Kehadiran Bu Ani menumbuhkan bisul di pantat Gino. Lelaki perut buncit itu tidak bisa duduk lama-lama di kursi. Tubuhnya dikuasai kegelisahan. Ketika pejabat departemen datang menemui mereka, mulut Gino tidak ngoceh seperti biasa karena telah diwakili mulut Bu Ani yang lembut tapi tajam. Gino terpinggirkan. Tubuhnya serasa dibuang ke pulau terpencil.

Tidak ada sesi foto. Tidak ada status terbaru di WhatsApp-nya. Urat-urat telunjuk Gino impoten. Dunia gelap gulita. Sekarang matahari belum tinggi. Berapa lama lagi tubuhnya menahan kegelisahan?

Telunjuk Gino hari itu hanya bercumbu dengan telefon genggamnya. Mulutnya tak banyak bicara karena dihadang mulut Bu Ani. Jari telunjuk Bu Ani lebih berkuasa daripada jari telunjuknya. Tubuh Gino lebih banyak bermain-main dengan angin.

Baca juga  Sang Sinden

Warung kopi pinggir jalan menjadi pelarian paling nyaman bagi Gino sambil meredakan bisul di pantatnya. Sialnya. Tuan Poyi mengeluarkan perintah yang membuat Gino sakit gigi.

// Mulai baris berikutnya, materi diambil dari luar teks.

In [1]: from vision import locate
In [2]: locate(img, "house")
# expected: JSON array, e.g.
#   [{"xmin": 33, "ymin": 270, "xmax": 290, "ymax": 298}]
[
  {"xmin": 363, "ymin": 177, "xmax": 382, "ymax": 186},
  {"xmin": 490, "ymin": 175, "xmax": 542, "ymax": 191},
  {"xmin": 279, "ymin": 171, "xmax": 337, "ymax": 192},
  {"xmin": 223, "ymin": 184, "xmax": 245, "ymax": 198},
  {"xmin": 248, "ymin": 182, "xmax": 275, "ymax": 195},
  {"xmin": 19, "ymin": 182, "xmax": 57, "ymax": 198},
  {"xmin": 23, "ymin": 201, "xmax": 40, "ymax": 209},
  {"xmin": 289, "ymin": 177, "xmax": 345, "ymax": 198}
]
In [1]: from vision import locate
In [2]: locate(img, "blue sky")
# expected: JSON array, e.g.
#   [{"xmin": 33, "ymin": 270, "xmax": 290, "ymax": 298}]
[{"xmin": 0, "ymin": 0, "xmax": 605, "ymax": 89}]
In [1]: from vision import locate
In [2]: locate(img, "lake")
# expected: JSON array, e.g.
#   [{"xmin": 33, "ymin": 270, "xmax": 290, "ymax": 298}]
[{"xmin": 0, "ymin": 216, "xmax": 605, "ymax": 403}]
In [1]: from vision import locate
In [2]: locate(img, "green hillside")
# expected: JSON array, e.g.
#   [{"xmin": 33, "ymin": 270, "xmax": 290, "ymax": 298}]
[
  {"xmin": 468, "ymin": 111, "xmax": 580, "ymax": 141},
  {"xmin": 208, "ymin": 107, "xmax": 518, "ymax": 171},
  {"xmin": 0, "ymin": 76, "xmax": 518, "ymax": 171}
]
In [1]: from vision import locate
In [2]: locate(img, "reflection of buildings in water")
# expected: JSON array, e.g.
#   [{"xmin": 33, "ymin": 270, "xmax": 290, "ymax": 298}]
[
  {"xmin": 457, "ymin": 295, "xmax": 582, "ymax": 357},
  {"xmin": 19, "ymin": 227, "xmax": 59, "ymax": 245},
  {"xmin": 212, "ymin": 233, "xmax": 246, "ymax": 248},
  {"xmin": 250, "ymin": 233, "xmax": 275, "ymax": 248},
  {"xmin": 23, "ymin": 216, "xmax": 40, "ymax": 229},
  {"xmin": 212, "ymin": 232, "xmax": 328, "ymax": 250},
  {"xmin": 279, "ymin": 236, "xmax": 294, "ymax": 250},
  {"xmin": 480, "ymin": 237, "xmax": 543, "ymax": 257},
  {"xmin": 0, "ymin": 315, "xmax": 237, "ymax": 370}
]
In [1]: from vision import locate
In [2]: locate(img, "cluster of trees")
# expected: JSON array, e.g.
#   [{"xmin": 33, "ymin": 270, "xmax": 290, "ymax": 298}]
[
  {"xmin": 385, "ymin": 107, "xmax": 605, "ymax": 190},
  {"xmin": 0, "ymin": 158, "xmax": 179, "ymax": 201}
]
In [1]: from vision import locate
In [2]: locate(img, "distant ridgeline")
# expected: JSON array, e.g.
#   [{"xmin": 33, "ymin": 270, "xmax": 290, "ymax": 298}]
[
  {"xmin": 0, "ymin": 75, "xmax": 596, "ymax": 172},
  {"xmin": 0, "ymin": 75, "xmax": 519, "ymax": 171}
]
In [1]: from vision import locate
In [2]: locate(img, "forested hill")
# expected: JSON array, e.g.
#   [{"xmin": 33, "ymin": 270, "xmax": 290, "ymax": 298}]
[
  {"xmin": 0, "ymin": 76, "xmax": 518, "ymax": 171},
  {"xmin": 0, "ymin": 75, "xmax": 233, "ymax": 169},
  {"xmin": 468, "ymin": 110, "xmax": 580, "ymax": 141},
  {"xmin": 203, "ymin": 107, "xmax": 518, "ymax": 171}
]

Sebelum perizinan selesai tidak boleh balik ke pabrik. Jika diterjemahkan ke dalam bahasa militer, prajurit tidak boleh balik ke barak sebelum perang usai. Artinya, jika pekerjaan belum selesai, Gino, Mehda, Meli, dan Bu Ani harus mencari hotel buat meluruskan punggungnya.

Semua pekerjaan dan akomodasi dijalankan mengikuti telunjuk Bu Ani. Gino tidak bisa memilih makanan mahal kesukaannya seperti saat tugas keluar bareng Mehda. Jika dulu Gino sering mengontak Tuman untuk sekadar menyediakan amplop buat pejabat departemen sebagai ungkapan terima kasih, sekarang tidak lagi. Bu Ani lebih mengetahui proses perizinan sehingga tak memerlukan amplop pelicin. Tak ada lagi selisih uang dinas yang bakal singgah di dompetnya.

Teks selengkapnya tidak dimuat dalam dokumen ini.